Mounting up by a series of outside stairs, from the open court beneath, we at length reached our resting-place for the night. Of the apartments assigned to us, the smaller one was set apart as the sleeping place of our two ladies, while the larger was converted into the supper-room of the whole party. The windows being mere wooden lattices, and these opening out on three sides. of this larger apartment, we soon discovered it to be a perfect temple of the winds, which howled through it amid the fast increasing darkness in such a fashion as not a little to remind us of some of our rougher nights at sea. We did our best, by nailing up rugs and railway wrappers against the lattices, to exclude the storm, though our success was not very complete.

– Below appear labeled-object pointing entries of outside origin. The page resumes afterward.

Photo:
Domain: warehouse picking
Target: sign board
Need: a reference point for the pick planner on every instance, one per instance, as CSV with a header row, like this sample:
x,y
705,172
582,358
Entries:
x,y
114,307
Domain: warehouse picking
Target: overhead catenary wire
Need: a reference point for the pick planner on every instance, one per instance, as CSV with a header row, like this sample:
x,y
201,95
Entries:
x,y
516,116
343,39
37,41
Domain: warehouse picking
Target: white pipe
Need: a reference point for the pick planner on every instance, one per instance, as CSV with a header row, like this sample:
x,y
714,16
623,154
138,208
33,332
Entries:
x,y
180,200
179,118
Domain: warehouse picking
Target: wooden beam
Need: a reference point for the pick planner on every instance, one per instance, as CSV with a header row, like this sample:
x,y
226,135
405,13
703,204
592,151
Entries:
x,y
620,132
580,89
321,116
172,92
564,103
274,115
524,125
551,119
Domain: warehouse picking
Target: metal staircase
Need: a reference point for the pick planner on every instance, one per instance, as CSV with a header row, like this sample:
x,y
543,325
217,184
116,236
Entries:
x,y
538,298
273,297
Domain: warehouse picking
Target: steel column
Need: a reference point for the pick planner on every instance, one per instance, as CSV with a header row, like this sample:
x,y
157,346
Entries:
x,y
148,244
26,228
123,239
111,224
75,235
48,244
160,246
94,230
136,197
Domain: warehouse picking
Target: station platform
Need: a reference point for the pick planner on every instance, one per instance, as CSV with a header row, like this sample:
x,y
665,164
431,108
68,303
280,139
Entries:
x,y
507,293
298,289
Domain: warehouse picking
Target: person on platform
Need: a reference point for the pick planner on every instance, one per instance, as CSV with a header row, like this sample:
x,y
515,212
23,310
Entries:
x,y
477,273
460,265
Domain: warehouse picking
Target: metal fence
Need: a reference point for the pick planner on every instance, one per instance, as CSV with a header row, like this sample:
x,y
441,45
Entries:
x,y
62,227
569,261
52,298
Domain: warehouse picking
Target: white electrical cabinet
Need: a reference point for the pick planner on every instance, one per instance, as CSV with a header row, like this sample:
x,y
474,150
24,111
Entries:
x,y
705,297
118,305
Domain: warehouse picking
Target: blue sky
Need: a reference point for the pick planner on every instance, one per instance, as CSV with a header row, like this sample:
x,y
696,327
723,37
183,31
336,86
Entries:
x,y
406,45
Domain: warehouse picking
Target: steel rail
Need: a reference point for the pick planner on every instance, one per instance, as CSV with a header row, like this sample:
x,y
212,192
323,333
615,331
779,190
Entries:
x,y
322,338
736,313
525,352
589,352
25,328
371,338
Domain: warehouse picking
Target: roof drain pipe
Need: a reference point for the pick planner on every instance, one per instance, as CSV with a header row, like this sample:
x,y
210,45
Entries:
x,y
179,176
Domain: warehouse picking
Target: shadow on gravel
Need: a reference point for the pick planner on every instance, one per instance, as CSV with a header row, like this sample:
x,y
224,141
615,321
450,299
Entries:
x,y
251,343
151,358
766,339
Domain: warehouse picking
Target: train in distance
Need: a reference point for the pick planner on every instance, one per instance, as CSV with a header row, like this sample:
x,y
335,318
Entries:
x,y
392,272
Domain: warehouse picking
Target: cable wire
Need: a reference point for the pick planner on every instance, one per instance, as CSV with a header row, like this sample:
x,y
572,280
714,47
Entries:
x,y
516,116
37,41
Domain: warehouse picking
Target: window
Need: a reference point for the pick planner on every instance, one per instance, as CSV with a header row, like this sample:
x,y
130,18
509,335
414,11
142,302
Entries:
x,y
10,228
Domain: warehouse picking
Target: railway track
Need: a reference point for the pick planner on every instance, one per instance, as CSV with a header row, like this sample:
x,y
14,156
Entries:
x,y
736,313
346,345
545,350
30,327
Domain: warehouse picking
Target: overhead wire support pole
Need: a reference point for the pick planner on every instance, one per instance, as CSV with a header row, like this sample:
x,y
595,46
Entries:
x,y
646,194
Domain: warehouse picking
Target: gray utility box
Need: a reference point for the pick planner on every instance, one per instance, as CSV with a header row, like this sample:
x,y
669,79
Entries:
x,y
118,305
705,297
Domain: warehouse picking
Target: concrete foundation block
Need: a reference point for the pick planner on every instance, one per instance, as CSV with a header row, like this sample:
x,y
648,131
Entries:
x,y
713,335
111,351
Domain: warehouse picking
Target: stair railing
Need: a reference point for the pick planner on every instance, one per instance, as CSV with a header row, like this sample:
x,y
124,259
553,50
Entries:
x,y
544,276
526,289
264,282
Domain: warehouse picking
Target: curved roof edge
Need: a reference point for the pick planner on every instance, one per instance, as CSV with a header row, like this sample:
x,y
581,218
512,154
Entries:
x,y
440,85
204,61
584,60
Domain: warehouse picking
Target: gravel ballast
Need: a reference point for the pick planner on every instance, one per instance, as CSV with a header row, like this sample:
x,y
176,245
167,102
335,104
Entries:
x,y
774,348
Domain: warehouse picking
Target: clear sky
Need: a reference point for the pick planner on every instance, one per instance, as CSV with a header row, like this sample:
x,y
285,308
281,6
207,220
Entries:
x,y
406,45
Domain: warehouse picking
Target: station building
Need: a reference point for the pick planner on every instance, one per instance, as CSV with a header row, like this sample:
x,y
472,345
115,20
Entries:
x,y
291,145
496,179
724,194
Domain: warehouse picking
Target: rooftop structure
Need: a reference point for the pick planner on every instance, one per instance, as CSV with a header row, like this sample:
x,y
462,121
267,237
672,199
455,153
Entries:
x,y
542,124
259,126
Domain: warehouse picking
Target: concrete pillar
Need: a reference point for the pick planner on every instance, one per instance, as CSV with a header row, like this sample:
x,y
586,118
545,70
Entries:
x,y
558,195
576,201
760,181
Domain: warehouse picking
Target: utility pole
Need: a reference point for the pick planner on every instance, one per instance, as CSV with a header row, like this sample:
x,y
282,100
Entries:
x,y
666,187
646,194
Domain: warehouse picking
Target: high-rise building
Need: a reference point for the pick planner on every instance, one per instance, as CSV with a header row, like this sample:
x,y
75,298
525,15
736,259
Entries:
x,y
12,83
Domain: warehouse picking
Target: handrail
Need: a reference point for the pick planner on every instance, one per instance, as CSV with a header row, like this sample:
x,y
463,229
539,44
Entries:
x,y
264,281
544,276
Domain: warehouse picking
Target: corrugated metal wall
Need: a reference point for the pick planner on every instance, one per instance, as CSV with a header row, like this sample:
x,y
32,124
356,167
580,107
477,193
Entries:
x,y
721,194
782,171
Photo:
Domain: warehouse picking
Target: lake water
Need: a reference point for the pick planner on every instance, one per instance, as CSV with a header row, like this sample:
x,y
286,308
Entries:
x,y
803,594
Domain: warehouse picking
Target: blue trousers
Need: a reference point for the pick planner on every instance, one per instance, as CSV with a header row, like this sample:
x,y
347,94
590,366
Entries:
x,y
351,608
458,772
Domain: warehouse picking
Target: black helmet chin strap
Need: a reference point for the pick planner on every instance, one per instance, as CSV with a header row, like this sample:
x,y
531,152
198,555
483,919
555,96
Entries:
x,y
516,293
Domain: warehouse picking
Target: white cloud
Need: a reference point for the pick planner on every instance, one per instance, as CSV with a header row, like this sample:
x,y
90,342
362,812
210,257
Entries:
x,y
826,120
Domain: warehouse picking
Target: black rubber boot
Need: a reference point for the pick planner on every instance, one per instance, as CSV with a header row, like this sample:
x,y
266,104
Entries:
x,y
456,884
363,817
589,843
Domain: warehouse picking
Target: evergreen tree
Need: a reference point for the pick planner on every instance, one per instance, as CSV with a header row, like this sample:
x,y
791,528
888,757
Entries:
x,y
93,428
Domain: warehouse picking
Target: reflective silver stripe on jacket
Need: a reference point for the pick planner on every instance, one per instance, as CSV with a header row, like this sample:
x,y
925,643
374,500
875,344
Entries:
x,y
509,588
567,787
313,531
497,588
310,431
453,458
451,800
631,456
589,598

The old man meanwhile provided us with some mats and divans, on which we gladly threw ourselves down. These we afterwards arranged on the naked stone floor, around the little low circular table, not more than a foot from the ground, which, after a weary hour's waiting, was at length set forth with our evening meal. We had thus an opportunity of realizing the ancient usage of reclining at the table. As for the dinner or supper-for to us it was both in one-it was a sorry affair, and did not tend to make us much in love with Syrian cookery. It

consisted of a pillau of greasy rice, with a few pieces of kid or goat, so tough that it was probably the latter, imbedded in the midst of it. This, and two or three pigeons seized and slain after our arrival, constituted our bill of fare. Hungry as we were, we made little hand of it, and but for some of our own good wholesome ship biscuit, with milk and a little wine, we should have been rather poorly off. It was not possible to avoid contrasting our somewhat comfortless position in this little gousty chamber with the good quarters we might have been enjoying in one of the hotels of the neighbouring city; and our somewhat romantic friend, whose glowing representations had brought us here, was plentifully scolded. There was now, however, no help for it, and we grew merry in our strange bivouac, over a state of things which made us greatly resemble a party of gipsies in a barn. After all, it was something to sup and sleep on the Mount of Olives, and something better still to send up, as we did, from this its loftiest summit, our evening song of praise; to read together out of His book solemn words which our Lord had spoken on this very hill; and to call upon His name so near the place from which, having finished His great work on earth, He ascended up to heaven, there to appear in the presence of God for us.